女人约莫四十岁左右,个头不高,身形丰腴,穿了身皮外套,超短裙,过膝长靴,一头大波浪卷发随性的披在肩后,五官略显粗犷,又化了浓妆,看起来像是道上混的大姐大。
公司里有关方屿舟与妻子婚变的传闻众说纷纭,晏茴不是个爱八卦的,从程郁嘴里听过一耳朵。
方屿舟与妻子十多年的婚姻名存实亡,两人没有感情基础,当年迫于父母的压力才娶了对方,而今妻子沉迷于互联网,成了小有名气的网红,不时会与一些男粉丝暧昧不清,故而提出了离婚。
至于真相如何,晏茴不得而知,更不知对方为何会找到自己跟前来。
从女人阴冷的眼神中,晏茴隐约嗅到来者不善的意思。
晏茴淡淡问了句,“你有什么事?”
“晏小姐知道我为什么来找你吗?”邱小凡不答反问。
晏茴看她一眼,如实答:“不知道。
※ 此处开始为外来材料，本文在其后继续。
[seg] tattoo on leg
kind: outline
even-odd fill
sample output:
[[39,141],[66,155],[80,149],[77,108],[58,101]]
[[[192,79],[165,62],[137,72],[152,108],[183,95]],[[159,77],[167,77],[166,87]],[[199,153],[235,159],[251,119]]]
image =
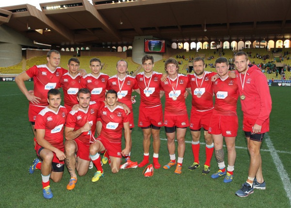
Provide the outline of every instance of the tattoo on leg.
[[73,170],[73,169],[72,169],[72,168],[70,167],[70,160],[68,158],[66,158],[65,159],[65,165],[67,166],[67,168],[69,171],[69,173],[70,173],[70,174],[71,175],[70,172]]
[[222,162],[224,161],[224,151],[223,149],[215,149],[215,158],[217,162]]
”
邱小凡似乎被对方不痛不痒的态度惹恼,眉眼轻挑,嗤笑一声,“晏小姐瞧着年纪不大,本来想给你留几分脸面的,既然你不想要,我就无需顾忌了。”
她四下张望了一圈,正是上班高峰期,楼下簇拥的人越来越多,一双丹凤眼里夹杂着一丝伺机而动的得意,语调刻意的提高了,“晏小姐,我和我丈夫十多年的婚姻不容易,你还年轻,什么样的男人找不到,为什么非要和一个有妇之夫纠缠不清?”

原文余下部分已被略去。